Walt Whitman
Walt Whitman

Walt Whitman est né le 31 mai 1819 à West Hills (Long Island, Etats-Unis).

Son père, charpentier, est quaker, libre penseur et partisan convaincu du parti démocrate. L'aîné de ses quatre frères meurt syphilitique et aliéné, le cadet est alcoolique et tuberculeux, et le benjamin handicapé physique et mental, tandis que sa plus jeune soeur souffre d'hypocondrie.

En 1823, sa famille s'installe à Brooklyn, ce qui n'empêche pas le jeune Walter de rendre de nombreuses visites à ses grands-parents, à Long Island, où il aime marcher au bord de l'océan. Il quitte l'école très tôt, vers dix-onze ans, et devient tour à tour garçon de courses, apprenti typographe — ce qui lui permit de réaliser lui-même la première édition de Feuilles d'herbe en 1855 --, instituteur, et enfin journaliste, à partir de 1838.

Ses premières oeuvres sont des articles assez insipides et sacrifiant aux codes journalistiques de l'époque, ainsi que des nouvelles et un roman médiocre décrivant les méfaits de l'alcoolisme: rien n'y fait pressentir l'émergence ultérieure du poète. En revanche, Walt Whitman est déjà fasciné par la ville de New York, ses foules immenses et son bouillement culturel. Il est en particulier grand amateur d'opéra.

Son activité de journaliste le conduit à devenir rédacteur en chef de plusieurs journaux, et à faire une tentative malheureuse de transplantation à La Nouvelle-Orléans et à Saint-Louis (1848). Il se métamorphose pendant trois ans (1851-54) en charpentier, sur les chantiers de son père.
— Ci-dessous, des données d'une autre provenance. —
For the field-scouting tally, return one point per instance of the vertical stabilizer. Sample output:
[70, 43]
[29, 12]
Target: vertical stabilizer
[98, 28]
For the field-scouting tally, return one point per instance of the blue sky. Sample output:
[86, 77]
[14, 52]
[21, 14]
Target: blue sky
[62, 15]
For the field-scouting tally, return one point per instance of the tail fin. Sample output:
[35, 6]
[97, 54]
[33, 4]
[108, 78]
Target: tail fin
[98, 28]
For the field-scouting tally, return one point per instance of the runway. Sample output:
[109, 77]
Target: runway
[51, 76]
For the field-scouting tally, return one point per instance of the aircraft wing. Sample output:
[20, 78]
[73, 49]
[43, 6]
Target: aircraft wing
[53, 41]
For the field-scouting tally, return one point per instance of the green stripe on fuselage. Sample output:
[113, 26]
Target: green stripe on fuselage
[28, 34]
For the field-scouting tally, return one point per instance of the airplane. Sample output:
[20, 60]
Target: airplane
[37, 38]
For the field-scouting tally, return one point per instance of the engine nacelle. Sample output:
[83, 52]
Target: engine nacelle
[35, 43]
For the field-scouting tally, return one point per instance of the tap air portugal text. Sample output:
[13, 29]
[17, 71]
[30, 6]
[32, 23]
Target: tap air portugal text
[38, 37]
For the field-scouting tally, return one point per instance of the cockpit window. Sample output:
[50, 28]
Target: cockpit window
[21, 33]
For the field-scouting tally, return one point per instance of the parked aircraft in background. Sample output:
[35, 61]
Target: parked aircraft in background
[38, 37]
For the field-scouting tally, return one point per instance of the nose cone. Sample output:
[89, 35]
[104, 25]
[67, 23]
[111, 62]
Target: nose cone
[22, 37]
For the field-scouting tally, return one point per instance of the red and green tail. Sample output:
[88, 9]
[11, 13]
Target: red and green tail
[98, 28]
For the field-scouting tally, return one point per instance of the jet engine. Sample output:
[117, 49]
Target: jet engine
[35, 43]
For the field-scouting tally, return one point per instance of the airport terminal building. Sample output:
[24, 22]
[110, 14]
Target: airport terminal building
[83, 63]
Cependant, Walt Whitman lit goûlument toutes sortes de livres, qui vont de La Bible à Hawthorne, en passant par les classiques grecs ou romains et les ouvrages scientifiques. Depuis 1847, il prend également des notes sur des sujets divers, dans des carnets qui deviendront le laboratoire du futur poète. On sait fort peu de choses sur la gestation des douze poèmes qui constituent la première version de Feuilles d'herbe (1855), précédée d'une véritable profession de foi démocratique.

Cette oeuvre passe inaperçue, ou n'a qu'un succès de scandale — le poète Whittier jette au feu l'exemplaire qu'il vient de lire. Seul parmi les écrivains reconnus, Ralph Waldo Emerson salue l'apparition d'un grand créateur, dans une lettre personnelle à l'auteur dont ce dernier ose publier un extrait (à l'insu d'Emerson) dans la deuxième édition amplifiée du livre, en 1856.

Une troisième édition suit en 1860, beaucoup plus ample, publiée à Boston. Certains poèmes (les Enfants d'Adam, qui chantent ouvertement la sexualité) font scandale, au point qu'Emerson ne parvient pas à faire rencontrer à l'auteur les gloires littéraires du temps: Henry Longfellow, James Russel Lowell et Oliver Wendell Holmes. Aucun d'eux n'accepte un contact aussi compromettant.

Pendant la Guerre de Sécession, Walt Whitman se rend à Washington, où il soigne des blessés des deux camps. Nommé en 1865 à un poste subalterne dans un bureau ministériel, il pert cet emploi lorsque l'un de ses supérieurs découvre qu'il est l'auteur d'un livre scandaleux. Mais à la suite d'une campagne de ses amis, célébrant la générosité du "bon poète aux cheveux gris", il retrouve un autre poste qui lui laisse de nombreux loisirs.

Un volume de poèmes écrits pendant la guerre, Roulements de tambour, est intégré en 1867 dans la quatrième édition de Feuilles d'herbe, ainsi qu'aux suivantes (1871-72, 1881-82, 1891-92). La permanence du thème démocratique, dans nombre de poèmes, contraste avec le pessimisme et l'amertume d'un ouvrage au titre trompeur, Perspectives démocratiques, publié en 1871. Walt Whitman y dénonce la trahison des idéaux révolutionnaires par l'Amérique de "l'Âge doré".

Deux ans plus tard, après une sérieuse attaque de paralysie, il s'installe à Camden (New Jersey), dans la maison de son frère, et y passe le reste de sa vie à compléter et corriger ses Feuilles et à rédiger un livre autobiographique, publié en 1882-83 sous le titre Jours exemplaires. Sa réputation commence à croître au cours des années 1870 et 1880, en Amérique et surtout en Europe, et il vit en gourou, entouré de disciples qui célèbreront sa mémoire après sa mort.

Ses dernières années sont marquées par la maladie, suprême ironie pour ce chantre inlassable de la santé. Walt Whitman meurt à Camden le 26 mars 1892.